R- compare different columns of a data frame with different values - r

I am currently working on microdata, using a survey called SHARE. I want to use a variable for education but the way it was coded makes it kind of hard.
In the survey, households are asked what degree they have. There is one column for each degree and it takes the value 0 or 1 if the interviewed has the degree or not. The issue is that I have two countries with different degrees, but they are using the same column, so I have to go to the user manual to find for each country to which degree corresponds each 0 or 1. I was able to do so and then translate it to an international way of measuring education.
My idea was to sum each column and then having only one column for each household. However, I wasn't able to proceed because some people have many degrees. I would like to get the highest degree of each household. I would like to have your help on this issue.
Here are tables of what I have and what I would like:
Let imagine in Germany the first diplome is equivalent to the first diplome in international standards, the second and thee third in Germany are the same as the second diplom in international standards and the last diplom in Germany is the same as the third internationally. And in France we have first = first int., second = second int., third = third int. and no fourth diplom.
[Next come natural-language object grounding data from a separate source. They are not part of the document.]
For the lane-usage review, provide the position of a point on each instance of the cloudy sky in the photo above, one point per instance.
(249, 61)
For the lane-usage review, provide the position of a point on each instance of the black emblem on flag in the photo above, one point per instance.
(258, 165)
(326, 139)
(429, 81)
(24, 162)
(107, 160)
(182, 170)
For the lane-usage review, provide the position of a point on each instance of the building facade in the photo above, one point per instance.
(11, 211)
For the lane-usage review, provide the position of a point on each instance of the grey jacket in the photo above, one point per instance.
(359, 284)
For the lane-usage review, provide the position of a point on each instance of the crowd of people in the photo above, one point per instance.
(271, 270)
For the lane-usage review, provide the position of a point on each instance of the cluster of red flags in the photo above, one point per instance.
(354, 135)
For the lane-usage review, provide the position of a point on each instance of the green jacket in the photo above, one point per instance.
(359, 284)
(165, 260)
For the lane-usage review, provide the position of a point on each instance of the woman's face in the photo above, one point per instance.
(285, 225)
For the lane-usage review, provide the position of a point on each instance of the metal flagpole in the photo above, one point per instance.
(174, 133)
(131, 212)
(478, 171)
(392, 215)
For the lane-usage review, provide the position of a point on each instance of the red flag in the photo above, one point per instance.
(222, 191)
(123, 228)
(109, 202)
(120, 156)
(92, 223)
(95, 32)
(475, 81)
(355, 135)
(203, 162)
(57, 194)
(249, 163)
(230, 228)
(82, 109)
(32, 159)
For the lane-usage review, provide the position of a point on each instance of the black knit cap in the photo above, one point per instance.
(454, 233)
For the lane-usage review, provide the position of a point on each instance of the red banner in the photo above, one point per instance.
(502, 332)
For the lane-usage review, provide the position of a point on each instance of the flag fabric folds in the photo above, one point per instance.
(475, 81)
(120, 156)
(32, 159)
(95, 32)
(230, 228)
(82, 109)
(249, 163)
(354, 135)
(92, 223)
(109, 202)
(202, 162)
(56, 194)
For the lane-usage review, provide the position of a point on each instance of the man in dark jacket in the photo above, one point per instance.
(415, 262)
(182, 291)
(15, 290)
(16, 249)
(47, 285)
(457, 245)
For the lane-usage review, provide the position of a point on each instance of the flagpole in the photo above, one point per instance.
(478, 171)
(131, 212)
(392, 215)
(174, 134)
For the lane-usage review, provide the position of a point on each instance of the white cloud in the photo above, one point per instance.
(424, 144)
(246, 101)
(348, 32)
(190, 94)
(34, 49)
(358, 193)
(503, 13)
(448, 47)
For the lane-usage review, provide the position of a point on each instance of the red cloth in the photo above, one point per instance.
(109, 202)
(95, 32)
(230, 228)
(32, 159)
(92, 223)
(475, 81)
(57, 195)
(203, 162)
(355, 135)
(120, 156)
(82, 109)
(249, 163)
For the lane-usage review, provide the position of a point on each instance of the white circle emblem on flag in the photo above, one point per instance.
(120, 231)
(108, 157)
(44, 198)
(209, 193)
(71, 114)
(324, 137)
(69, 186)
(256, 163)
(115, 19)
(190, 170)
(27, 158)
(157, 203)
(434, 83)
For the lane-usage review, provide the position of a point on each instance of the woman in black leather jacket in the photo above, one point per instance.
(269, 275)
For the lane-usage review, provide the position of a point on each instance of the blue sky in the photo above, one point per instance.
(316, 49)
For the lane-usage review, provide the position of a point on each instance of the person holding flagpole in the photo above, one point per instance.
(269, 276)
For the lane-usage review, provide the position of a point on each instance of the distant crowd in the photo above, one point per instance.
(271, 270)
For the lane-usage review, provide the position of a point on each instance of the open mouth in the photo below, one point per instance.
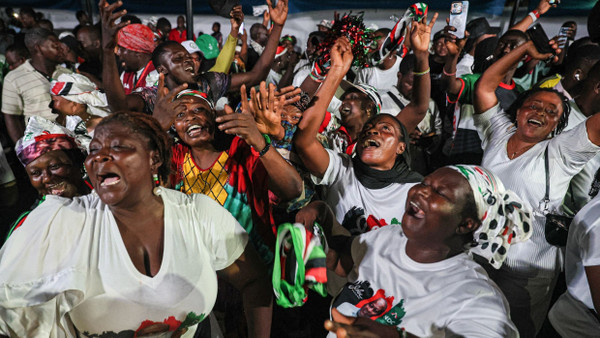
(414, 210)
(57, 189)
(190, 69)
(108, 179)
(535, 122)
(345, 110)
(194, 130)
(371, 143)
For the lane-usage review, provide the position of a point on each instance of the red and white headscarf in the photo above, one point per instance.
(42, 136)
(78, 88)
(136, 37)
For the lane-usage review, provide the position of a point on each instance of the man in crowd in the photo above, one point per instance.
(26, 90)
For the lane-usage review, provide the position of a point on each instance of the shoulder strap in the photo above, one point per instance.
(396, 100)
(547, 169)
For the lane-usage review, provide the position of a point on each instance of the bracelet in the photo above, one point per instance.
(266, 148)
(422, 73)
(534, 15)
(315, 78)
(448, 74)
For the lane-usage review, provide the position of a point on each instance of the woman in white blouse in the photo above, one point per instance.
(515, 148)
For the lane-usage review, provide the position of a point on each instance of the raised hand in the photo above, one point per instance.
(544, 6)
(166, 107)
(291, 94)
(341, 55)
(362, 328)
(453, 44)
(420, 34)
(533, 52)
(108, 18)
(237, 18)
(266, 108)
(242, 125)
(279, 12)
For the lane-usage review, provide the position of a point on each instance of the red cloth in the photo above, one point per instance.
(130, 82)
(175, 35)
(136, 37)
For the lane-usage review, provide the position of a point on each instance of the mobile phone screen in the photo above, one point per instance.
(458, 17)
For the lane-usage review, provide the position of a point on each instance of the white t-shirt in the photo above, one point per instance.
(525, 175)
(432, 122)
(78, 272)
(583, 249)
(355, 206)
(454, 297)
(582, 182)
(381, 79)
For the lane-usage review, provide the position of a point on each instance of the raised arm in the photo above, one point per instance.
(115, 94)
(339, 257)
(284, 180)
(485, 90)
(261, 69)
(225, 58)
(451, 84)
(415, 111)
(249, 275)
(528, 20)
(310, 150)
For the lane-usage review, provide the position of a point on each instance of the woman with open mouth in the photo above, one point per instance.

Then I have a the table:
country= c( "Germany", "Germany", "Germany", "France" , "France", "France")
degree_one= c( 1, 1, 1, 1 , 1, 1)
degree_two = c( 0, 1, 0, 1 , 1, 0)
degree_three= c( 1, 0, 1, 1 , 1, 0)
degree_four = c( 1, 0, 0, NA ,NA, NA)
f = data.frame(country,degree_one,degree_two,degree_three,degree_four)
Then I can translate and try to creat my variable degree by summing everything:
f$degree_one = ifelse(f$country == "Germany" & f$degree_one == 1,1,f$degree_one)
f$degree_two = ifelse(f$country == "Germany" & f$degree_two == 1,2,f$degree_two)
f$degree_three = ifelse(f$country == "Germany" & f$degree_three == 1,2,f$degree_three)
f$degree_four = ifelse(f$country == "Germany" & f$degree_four == 1,3,f$degree_four)
f$degree_one = ifelse(f$country == "France" & f$degree_one == 1,1,f$degree_one)
f$degree_two = ifelse(f$country == "France" & f$degree_two == 1,2,f$degree_two)
f$degree_three = ifelse(f$country == "France" & f$degree_three == 1,3,f$degree_three)
f$degree_four = ifelse(f$country == "France" & f$degree_four == "NA",0,f$degree_four)
f = replace(f, is.na(f), 0)
f2 = f %>% mutate(degree = degree_one + degree_two + degree_three + degree_four )
Unfortunately, it does not work and what I would like should look like this:
degree = c(3,2,2,3,3,1)
f3 = data.frame(f,degree)
I tried to do smth with a while loop but it did not work, as anyone any idea how I can solve my problem? I tried to make it as clear as possible, I hope you will understand and that someone as an idea on how to fix this.
Thanks :)

Here is an approach using data.table
library(data.table)
##
# create degree map by country
#
degreeMap <- data.table(country=c('France', 'Germany'))
degreeMap <- degreeMap[, .(degree=paste('degree', c('one', 'two', 'three', 'four'), sep='_')), by=.(country)]
degreeMap[country=='France', intlDegree:=c(1,2,3,NA)]
degreeMap[country=='Germany', intlDegree:=c(1,2,2,3)]
##
# process your data
#
setDT(f)
f[, indx:=1:.N] # need an index column to recover original order
f[, HH:=1:.N, by=.(country)] # need a HH column to distinguish different HH w/in country
maxDegree <- melt(f, id=c('country', 'HH', 'indx'), variable.name='degree', value.name = 'flag')
maxDegree <- maxDegree[flag > 0] # remove rows with flag=0 or NA
setorder(maxDegree, HH, degree)
maxDegree <- maxDegree[, .SD[.N], keyby=.(country, HH)]
maxDegree[degreeMap, intlDegree:=i.intlDegree, on=.(country, degree)]
setorder(maxDegree, indx)
maxDegree
## country HH indx degree flag intlDegree
## 1: Germany 1 1 degree_four 1 3
## 2: Germany 2 2 degree_two 1 2
## 3: Germany 3 3 degree_three 1 2
## 4: France 1 4 degree_three 1 3
## 5: France 2 5 degree_three 1 3
## 6: France 3 6 degree_one 1 1
So this converts your f to a data.table and adds an index column and a HH column to distinguish between HH within a country.
We then convert to long format using melt(...). In long format the four degree_ columns are reduced to two columns: a flag column indicating whether or not the degree applies, and a degree column indicating which degree.
Then we remove all rows with 0 or NA flags, and then extract the last remaining row (highest degree) for each country and HH.
Finally, we join to degreeMap to get the equivalent intlDegree.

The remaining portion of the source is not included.